If used as a personal name, Sin-Kamen (Blue Rock) usually refers to the most famous sacred stone of this kind, located on a shore of Lake Pleshcheyevo near Pereslavl-Zalesskiy. While in the majority of cases, the stones belonging to the Blue Stones type are black or dark gray, this particular stone does indeed look dark blue when wet. The stone surface is covered with small knobs; its weight is estimated to be about 12 tons.

Sin-Kamen' is a grey boulder of coarse-grained quartz-biotite schist that used to be venerated by the Meryans and the pagan Slavs on the shore of Lake Pleshcheyevo not far from the early medieval town of Kleshchin. The stone changes its color to blue after a rain, hence the name. It weighs 12 tons and measures 310 by 260 cm. A century ago, the stone used to be as tall as a man but it has steadily sunk into the ground ever since.

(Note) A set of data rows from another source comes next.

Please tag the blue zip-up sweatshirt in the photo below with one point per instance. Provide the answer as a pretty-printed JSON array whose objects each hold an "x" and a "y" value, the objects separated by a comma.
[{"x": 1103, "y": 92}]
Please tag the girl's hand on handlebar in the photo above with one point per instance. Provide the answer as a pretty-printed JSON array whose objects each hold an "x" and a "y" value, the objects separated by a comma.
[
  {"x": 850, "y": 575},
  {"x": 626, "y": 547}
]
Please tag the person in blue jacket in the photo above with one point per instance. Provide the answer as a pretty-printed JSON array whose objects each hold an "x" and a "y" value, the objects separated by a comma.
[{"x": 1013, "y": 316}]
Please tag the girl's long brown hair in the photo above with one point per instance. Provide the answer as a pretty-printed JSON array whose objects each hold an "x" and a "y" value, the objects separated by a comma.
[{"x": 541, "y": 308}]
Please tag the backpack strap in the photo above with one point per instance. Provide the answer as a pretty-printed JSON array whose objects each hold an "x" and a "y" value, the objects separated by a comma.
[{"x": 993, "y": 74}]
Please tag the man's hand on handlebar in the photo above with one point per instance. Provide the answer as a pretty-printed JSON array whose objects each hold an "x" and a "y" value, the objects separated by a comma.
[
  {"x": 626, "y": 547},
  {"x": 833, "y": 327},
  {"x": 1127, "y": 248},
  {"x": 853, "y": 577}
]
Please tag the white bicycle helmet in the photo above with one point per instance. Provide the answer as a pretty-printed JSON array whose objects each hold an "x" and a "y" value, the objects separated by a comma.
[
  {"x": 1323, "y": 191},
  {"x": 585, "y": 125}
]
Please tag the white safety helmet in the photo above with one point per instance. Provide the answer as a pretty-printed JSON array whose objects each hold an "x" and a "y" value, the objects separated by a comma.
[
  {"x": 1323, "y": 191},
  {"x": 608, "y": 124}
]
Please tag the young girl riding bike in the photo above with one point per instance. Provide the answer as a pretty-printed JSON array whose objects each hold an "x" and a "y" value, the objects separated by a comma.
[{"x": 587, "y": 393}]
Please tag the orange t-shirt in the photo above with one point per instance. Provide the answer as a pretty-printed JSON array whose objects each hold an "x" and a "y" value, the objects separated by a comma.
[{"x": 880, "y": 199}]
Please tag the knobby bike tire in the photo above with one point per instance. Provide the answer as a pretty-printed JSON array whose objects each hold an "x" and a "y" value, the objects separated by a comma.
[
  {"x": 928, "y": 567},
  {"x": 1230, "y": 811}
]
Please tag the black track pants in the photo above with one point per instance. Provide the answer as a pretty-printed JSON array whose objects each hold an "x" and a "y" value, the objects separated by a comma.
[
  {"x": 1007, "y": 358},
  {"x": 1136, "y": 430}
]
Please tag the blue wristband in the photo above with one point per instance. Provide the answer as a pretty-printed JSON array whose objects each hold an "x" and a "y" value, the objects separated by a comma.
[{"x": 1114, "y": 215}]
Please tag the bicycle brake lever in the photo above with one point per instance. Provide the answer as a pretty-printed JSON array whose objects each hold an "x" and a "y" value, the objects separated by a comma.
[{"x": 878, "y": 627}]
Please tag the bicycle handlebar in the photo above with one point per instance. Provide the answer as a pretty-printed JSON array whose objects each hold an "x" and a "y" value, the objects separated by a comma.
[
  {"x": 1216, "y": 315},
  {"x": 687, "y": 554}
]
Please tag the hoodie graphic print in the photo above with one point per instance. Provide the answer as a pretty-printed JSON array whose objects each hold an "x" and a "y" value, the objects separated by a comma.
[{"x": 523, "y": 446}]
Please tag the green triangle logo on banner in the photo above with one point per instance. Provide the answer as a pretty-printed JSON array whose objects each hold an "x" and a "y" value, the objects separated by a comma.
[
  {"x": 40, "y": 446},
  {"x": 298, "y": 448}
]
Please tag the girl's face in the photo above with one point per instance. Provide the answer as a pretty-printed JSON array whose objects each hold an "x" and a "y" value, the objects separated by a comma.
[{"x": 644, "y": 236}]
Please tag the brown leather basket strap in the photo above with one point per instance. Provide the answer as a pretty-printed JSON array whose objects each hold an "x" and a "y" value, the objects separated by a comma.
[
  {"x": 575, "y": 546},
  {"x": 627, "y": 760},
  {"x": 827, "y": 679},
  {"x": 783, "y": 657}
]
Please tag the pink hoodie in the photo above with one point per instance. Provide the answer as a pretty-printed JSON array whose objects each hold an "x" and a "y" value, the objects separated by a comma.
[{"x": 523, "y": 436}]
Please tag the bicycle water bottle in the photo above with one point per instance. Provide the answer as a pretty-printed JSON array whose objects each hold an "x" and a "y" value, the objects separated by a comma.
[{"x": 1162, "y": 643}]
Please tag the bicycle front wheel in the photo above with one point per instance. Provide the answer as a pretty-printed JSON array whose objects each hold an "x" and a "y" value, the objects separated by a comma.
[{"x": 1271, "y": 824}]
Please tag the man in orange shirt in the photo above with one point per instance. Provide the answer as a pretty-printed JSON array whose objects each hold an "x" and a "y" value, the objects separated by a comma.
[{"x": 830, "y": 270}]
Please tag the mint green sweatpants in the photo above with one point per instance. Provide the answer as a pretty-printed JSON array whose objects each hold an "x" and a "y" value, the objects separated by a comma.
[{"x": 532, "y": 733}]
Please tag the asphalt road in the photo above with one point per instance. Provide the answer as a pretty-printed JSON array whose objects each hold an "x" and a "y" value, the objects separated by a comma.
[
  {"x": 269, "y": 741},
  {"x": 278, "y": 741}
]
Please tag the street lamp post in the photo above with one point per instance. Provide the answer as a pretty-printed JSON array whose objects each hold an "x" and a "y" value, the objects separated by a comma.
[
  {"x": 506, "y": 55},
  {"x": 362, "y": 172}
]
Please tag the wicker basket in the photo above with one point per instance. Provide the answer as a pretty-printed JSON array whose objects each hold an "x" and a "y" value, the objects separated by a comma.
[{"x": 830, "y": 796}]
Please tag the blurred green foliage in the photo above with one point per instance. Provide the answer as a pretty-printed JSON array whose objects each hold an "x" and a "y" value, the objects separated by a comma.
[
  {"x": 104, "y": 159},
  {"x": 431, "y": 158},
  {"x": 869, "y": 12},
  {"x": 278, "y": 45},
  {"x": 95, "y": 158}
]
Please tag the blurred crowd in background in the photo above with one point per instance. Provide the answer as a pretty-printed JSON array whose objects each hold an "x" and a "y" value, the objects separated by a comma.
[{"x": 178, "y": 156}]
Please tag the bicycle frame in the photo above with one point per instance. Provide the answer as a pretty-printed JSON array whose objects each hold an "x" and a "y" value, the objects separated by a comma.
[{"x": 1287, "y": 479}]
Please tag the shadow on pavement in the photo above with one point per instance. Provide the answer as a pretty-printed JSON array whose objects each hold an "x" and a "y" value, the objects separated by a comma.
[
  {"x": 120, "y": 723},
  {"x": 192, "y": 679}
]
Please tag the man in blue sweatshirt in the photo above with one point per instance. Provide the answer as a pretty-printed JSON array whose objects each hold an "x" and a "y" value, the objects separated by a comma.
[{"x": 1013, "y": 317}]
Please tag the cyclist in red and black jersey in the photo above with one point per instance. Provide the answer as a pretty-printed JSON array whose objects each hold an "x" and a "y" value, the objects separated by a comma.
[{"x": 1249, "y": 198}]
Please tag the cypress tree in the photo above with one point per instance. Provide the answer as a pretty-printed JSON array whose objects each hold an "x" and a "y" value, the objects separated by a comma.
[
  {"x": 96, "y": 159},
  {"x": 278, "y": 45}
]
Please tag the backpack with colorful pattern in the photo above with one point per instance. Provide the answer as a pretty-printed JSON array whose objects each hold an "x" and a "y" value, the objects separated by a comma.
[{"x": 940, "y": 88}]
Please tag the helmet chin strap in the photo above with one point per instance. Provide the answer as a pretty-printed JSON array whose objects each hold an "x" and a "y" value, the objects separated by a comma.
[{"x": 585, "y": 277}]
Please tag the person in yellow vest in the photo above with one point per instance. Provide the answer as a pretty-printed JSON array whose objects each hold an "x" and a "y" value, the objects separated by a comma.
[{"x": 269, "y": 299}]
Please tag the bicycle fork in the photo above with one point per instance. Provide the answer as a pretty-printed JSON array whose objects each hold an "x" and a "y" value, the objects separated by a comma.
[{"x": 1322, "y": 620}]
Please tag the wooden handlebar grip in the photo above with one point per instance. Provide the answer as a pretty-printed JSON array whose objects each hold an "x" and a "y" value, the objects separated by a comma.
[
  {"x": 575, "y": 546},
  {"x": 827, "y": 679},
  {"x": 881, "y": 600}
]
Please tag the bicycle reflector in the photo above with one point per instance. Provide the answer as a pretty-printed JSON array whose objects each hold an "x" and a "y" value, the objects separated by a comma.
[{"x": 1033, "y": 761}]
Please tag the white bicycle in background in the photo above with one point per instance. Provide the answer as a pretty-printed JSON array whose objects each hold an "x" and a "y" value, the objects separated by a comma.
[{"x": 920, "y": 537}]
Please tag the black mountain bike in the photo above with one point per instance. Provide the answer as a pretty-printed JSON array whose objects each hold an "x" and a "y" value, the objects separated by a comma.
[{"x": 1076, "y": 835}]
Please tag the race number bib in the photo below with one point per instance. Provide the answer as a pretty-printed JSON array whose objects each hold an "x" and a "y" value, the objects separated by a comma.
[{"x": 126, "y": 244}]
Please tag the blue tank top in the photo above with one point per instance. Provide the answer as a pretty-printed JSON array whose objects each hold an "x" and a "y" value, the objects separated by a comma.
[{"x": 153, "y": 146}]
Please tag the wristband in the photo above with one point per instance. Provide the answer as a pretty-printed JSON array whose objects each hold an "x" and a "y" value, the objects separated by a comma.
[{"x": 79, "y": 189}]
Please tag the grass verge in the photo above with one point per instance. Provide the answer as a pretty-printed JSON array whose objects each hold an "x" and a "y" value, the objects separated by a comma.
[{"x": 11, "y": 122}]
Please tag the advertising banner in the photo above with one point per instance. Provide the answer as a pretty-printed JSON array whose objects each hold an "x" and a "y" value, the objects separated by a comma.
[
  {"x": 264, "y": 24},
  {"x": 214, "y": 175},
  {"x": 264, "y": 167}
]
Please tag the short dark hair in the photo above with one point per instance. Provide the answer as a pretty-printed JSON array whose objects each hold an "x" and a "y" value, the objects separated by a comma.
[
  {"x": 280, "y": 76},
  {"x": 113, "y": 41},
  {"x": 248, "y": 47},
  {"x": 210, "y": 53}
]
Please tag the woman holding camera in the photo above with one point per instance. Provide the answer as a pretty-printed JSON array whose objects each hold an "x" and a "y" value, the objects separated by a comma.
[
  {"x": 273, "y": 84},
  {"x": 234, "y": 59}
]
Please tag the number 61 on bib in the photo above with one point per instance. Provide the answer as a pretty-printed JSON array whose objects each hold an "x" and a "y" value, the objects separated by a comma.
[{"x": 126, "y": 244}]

Although it is widely believed that the stone was overthrown from a pagan sanctuary on top of Bald Hill at the bidding of Tsar Basil IV, early descriptions locate it in the vicinity of the Pereslavl Monastery of Sts. Boris and Gleb. In the 17th century a local Orthodox monk had it interred in a field. After the stone was scoured by rain, the monks tried to transport it across the ice-bound lake in order to be used as a foundation stone of a church. The ice gave way under its weight and the stone was submerged. It was found on the shore in the 19th century and is now worshipped by a group of local neopagans.